Split stacks unneccesary on amd64 - multithreading

There seems to be an opinion out there that using a "split stack" runtime model is unnecessary on 64-bit architectures. I say seems to be, because I haven't seen anyone actually say that, only dance around it:
The memory usage of a typical multi-threaded program can decrease
significantly, as each thread does not require a worst-case stack
size. It becomes possible to run millions of threads (either full NPTL
threads or co-routines) in a 32-bit address space.
-- Ian Lance Taylor
...implying that a 64-bit address space can already handle it.
... the constant overhead of split stacks and the narrow use case
(spawning enormous numbers of I/O-bound tasks on 32-bit architectures)
isn't acceptable...
-- bstrie
Two questions: Is this what they are saying? Second, if so, why are they unneccesary on 64-bit architectures?
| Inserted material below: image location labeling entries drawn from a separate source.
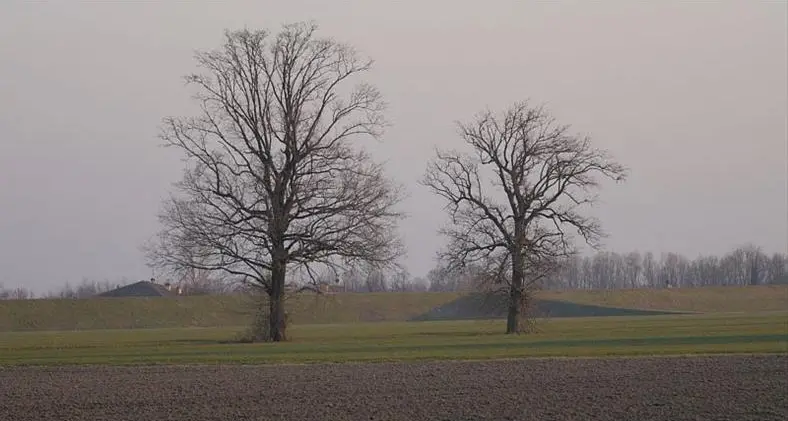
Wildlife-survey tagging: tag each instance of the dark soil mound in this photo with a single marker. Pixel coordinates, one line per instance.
(482, 306)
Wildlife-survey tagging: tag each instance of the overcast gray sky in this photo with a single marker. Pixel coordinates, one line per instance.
(691, 96)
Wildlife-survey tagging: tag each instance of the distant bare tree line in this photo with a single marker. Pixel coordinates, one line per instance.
(746, 265)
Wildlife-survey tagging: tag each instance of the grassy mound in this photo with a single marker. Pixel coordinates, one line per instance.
(208, 311)
(224, 311)
(478, 306)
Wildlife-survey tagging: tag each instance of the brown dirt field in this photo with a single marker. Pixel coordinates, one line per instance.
(692, 388)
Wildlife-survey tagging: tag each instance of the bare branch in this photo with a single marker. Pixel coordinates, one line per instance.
(517, 199)
(277, 182)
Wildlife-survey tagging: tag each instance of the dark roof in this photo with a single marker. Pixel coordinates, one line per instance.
(139, 289)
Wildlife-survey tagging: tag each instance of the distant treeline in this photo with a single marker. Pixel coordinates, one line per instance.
(747, 265)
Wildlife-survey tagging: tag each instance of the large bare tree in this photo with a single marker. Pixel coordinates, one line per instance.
(276, 184)
(517, 199)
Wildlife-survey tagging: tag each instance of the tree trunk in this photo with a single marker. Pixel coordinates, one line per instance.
(515, 295)
(277, 325)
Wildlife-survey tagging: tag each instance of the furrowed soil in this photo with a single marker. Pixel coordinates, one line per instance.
(672, 388)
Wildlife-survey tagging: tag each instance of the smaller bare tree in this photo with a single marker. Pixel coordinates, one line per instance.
(517, 198)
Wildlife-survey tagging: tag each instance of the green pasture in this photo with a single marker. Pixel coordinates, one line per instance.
(765, 332)
(307, 309)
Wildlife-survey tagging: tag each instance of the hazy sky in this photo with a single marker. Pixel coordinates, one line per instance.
(691, 96)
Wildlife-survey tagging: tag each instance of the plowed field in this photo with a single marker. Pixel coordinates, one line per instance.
(677, 388)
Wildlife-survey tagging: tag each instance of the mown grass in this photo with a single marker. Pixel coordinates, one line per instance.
(398, 341)
(701, 299)
(227, 311)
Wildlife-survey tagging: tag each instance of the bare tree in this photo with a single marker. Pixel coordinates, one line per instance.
(276, 185)
(515, 200)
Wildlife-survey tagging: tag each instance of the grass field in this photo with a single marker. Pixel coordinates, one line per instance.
(228, 311)
(366, 342)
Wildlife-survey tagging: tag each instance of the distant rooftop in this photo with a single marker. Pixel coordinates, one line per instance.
(139, 289)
Yes, that's what they are saying.
Split stacks are (currently) unnecessary on 64bit architectures because the 64bit virtual address space is so large it can contain millions of stack address ranges, each as large as an entire 32bit address space, if needed.
In the Flat memory model in use nowadays, the translation from virtual addresses to phisical memory locations is done with the support of the hardware MMU. On amd64 it turns out it's better (meaning, overall faster) to reserve big chunks of the 64bit virtual address space to each new stack you are creating, while only mapping the first page (4kB) to actual RAM. This way, the stack will be able to grow and shrink as needed, over contiguous virtual addresses (meaning less code in each function prologue, a big optimization) while the OS re-configures the MMU to map each page of virtual addresses to an actual free page of RAM, whenever the stack grows or shrinks above/below some configurable thresholds.
By choosing the thresholds smartly (see for example the theory of dynamic arrays) you can achieve O(1) complexity on the average stack operation, while retaining the benefits of millions of stacks that can grow as much as you need and only consume the memory they use.
PS: the current Go implementation is far behind any of this :-)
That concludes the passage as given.